Et quand les preuves de l’échec s’accumulent, la seule raison ne peut forcément être imputée qu’à une faiblesse face aux « virus » provenant de l’extérieur contaminant le corps « sain » et qui appelle donc à une purge. Le foot se construit en s’épurant. La corruption et autres paris truqués ? Des mafias asiatiques (comment oublier la grande « hérésie » maoïste ?) à l’assaut de la forteresse du ballon rond « dans une seule FIFA » , comme les mœurs occidentales pervertissaient la belle jeunesse russe à coups de rock et de bleu jean. Quelques procès contre des sous-fifres lampistes issus de la CAF devraient suffire à en faire la démonstration (qui sera le Arthur London du foot ?).
Le football ne fait que bouffer ses petits copains
Qui a mieux à proposer à la place ? Car alors que communisme n’a cessé de céder ses parts de marché idéologique (au Caudillo socialiste en uniforme Chávez – lequel fait bien tripper également l’extrême-droite « solidariste » -, aux trotskystes ou anarchistes aux marges rebelles de l’Occident, voire aux islamistes sur le versant « anti-impérialiste » dans le monde arabe), le foot, lui, ne fait que bouffer tous ses petits copains au sein de l’arène sportive. Le rugby tente en vain de sortir de ses terres australes et du Sud-Ouest, c’est le foot qui vient s’implanter en Australie et en Nouvelle-Zélande. Le souffle des Marx, Engels, Lénine, Staline ou Mao, ne réussit jamais véritablement à souffler aux USA, au cœur du Capitalisme triomphant et finalement triomphateur ? Le Soccer se dégage doucement sa place chez les Ricains, pourtant si adeptes de l’americana athlétique (base-ball et NFL).
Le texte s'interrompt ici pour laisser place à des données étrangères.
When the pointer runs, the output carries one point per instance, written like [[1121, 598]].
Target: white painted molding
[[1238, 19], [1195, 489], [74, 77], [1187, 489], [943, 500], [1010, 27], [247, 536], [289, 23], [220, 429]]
Le triomphe du Gramscisme du ballon rond constitue de la sorte l’illustration parfaite que le soft power ultra-libéral a besoin de contenu culturel et qu’il réclame aussi son bras armé de la « révolution » mondialiste.
Et rassurons-nous, il subsistera malgré tout la Fête de l’Humanité tout comme la FFF conservera toujours la Coupe de France. La rétromania n’est pas réservé au monde de la musique.